IOI Properties Group Bhd - Above Market, Within Ours

kiasutrader
Publish date: Mon, 30 May 2016, 02:28 PM

9M16 CNP of RM534m was above market (85%) but within our expectations (76%). Sales for the period were RM1.46b which is on schedule being 80% of our FY16E target of RM1.84b. No dividends, as expected. Maintain earnings and reiterate UNDERPERFORM with unchanged TP of RM2.09.

9M16 CNP of RM534m was above market expectations but within ours, at 85% of street’s FY16E estimates and 76% of ours. Our CNP excludes RM156m fair-value gain on investment property and a one-off gain from acquisition of subsidiaries at bargain prices. 9M16 sales came in at RM1.46b or 80% which we deem as within our FY16E sales target of RM1.84b (flat YoY); management does not provide sales targets. Sales were largely driven by China (50%), Malaysia (31%) and Singapore (19%). No dividends were proposed, as expected. 3Q16 only registered RM402m sales (-47% QoQ). As there are no major launches in 4Q16, we can expect weaker sales then.
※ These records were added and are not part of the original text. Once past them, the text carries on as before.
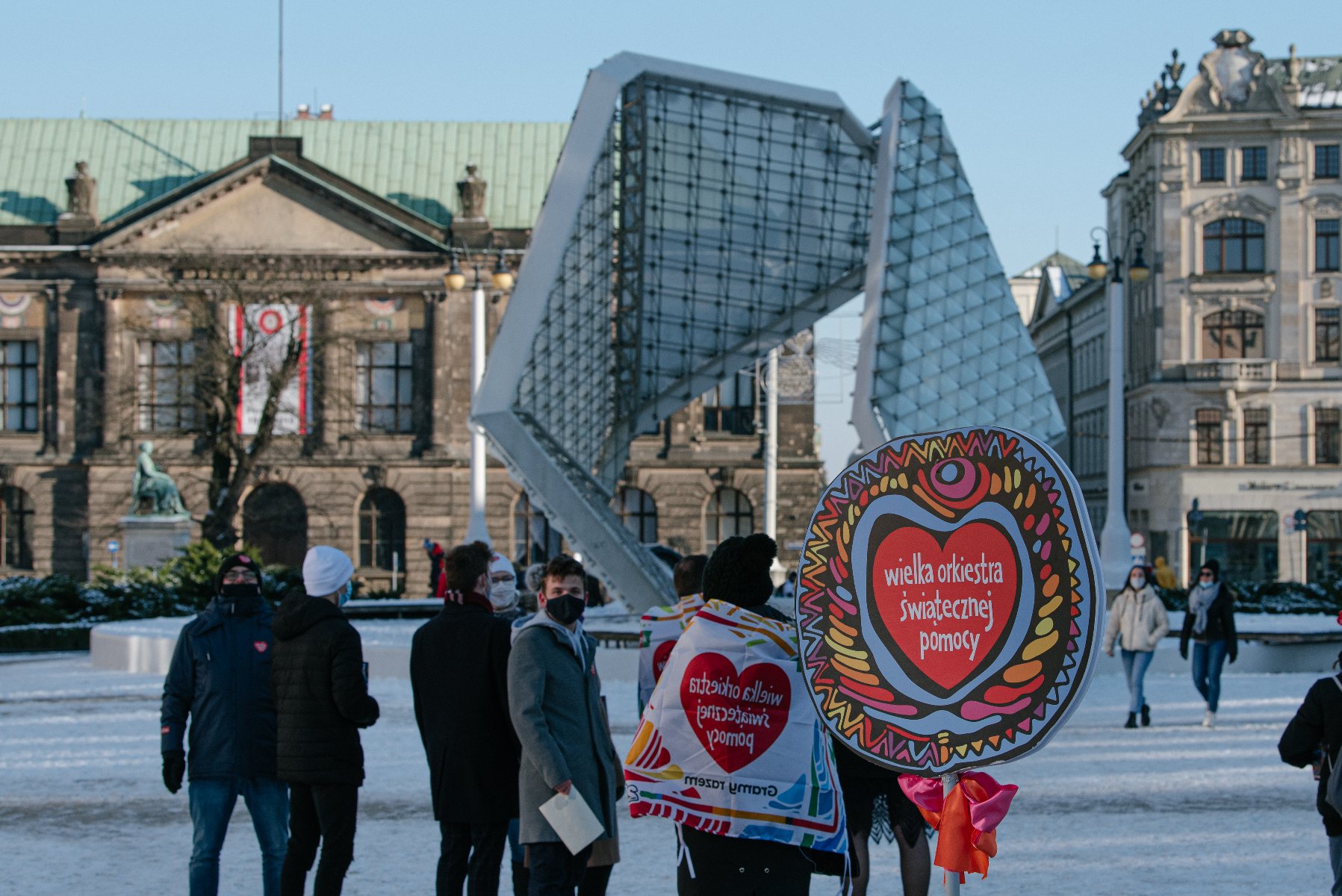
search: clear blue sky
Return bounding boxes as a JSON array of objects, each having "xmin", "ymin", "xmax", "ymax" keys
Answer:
[{"xmin": 0, "ymin": 0, "xmax": 1342, "ymax": 473}]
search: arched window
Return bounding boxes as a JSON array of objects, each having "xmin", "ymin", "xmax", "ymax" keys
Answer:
[
  {"xmin": 0, "ymin": 485, "xmax": 32, "ymax": 569},
  {"xmin": 1202, "ymin": 217, "xmax": 1264, "ymax": 273},
  {"xmin": 512, "ymin": 492, "xmax": 561, "ymax": 566},
  {"xmin": 615, "ymin": 488, "xmax": 658, "ymax": 544},
  {"xmin": 243, "ymin": 483, "xmax": 308, "ymax": 569},
  {"xmin": 1202, "ymin": 311, "xmax": 1263, "ymax": 361},
  {"xmin": 703, "ymin": 488, "xmax": 754, "ymax": 551},
  {"xmin": 358, "ymin": 488, "xmax": 406, "ymax": 571}
]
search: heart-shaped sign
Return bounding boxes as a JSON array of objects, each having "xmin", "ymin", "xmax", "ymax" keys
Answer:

3Q16 CNP of RM112m dipped by 64% QoQ on lower property billings while EBIT margins was down by 2.3ppt to 33.4% as all major drivers (development, investment and leisure/hospitality) saw compressions in margins. 9M16 CNP rose by 72% YoY largely due to billings from projects with healthy take-up as these projects are at more critical construction stages (e.g. Trilinq@Singapore, IOI Palm City Ph2@Xiamen).

Key launches for FY16 (GDV: RM2.0b) includes: (i) c.RM600m GDV from Xiamen China project (Xiamen Phase 2 and Xiamen Phase 1 Block 1 commercial portion), (ii) maiden launch of Bandar Puteri Warisan township project, (iii) maiden launch of Conezion@IOI Resort City in Mar-16, (iv) new phases from already launched projects like Bandar Puteri Bangi and 16 Sierra.
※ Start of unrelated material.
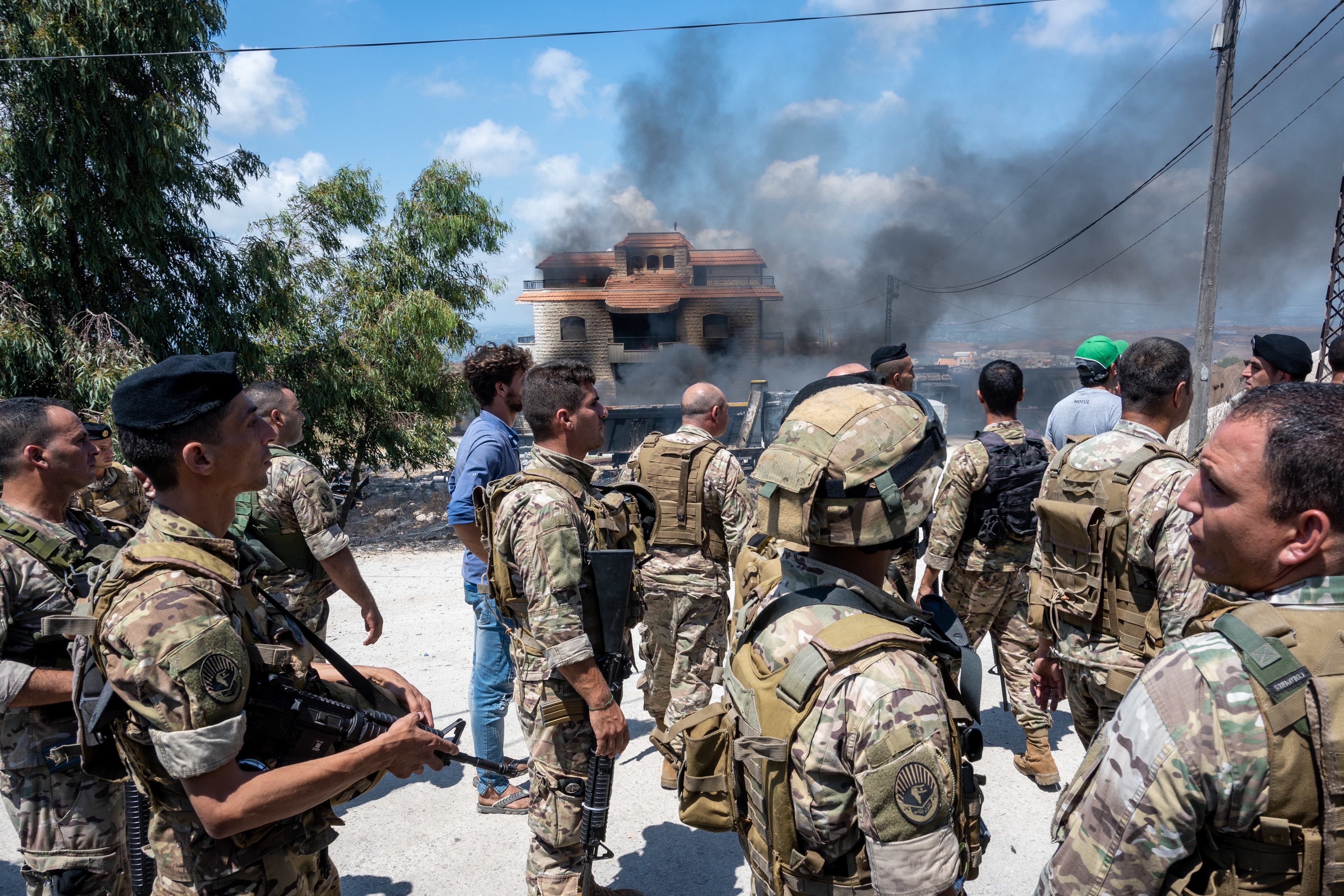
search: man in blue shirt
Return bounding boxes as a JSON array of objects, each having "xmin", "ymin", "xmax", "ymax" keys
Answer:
[{"xmin": 448, "ymin": 343, "xmax": 532, "ymax": 815}]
No changes to earnings. Unbilled sales of RM1.51b provide less than 1 year of earnings visibility.

Maintaining TP of RM2.09 based on 62% discount to its FD RNAV of RM5.55. The applied discount is close to its historical mean of 58%, which we think is fair considering weak sector dynamics while there is no clear catalyst in the foreseeable horizon. We had downgraded IOIPG to UNDERPERFORM (from MP) in our 2Q16 Property Sector Strategy Report (25/3/16 ), “Make Hay While the Sun Shines”, as share price had surpassed our TP at that time while we saw no reasons to adjust our valuations. Since then, the price hit a high of RM2.45 in Apr- 16 and has since retreated to RM2.25 today, erasing most of its gains YTD. Big-cap developers (> RM3.0b market cap*) are trading at an average FY16-17E PER is at 13.5x-12.6x while IOIPG is trading at higher levels of 14.1x-13.9x. At this juncture, we are concerned that the sector may undergo a de-rating due to earnings risks and structural changes in the sector, which may mean selling pressure on stocks that have fared well this year; IOIPG saw +2.3% YTD vs. the KLPRP -2.0% YTD. Coupled with the possible shares overhang arising from the placement exercise earlier this year, we believe the stock may continue to see further downsides. Reiterate UNDERPERFORM.

Risk to our call includes: Better-than-expected property sales. Positive real estate policies. Loosening lending environment.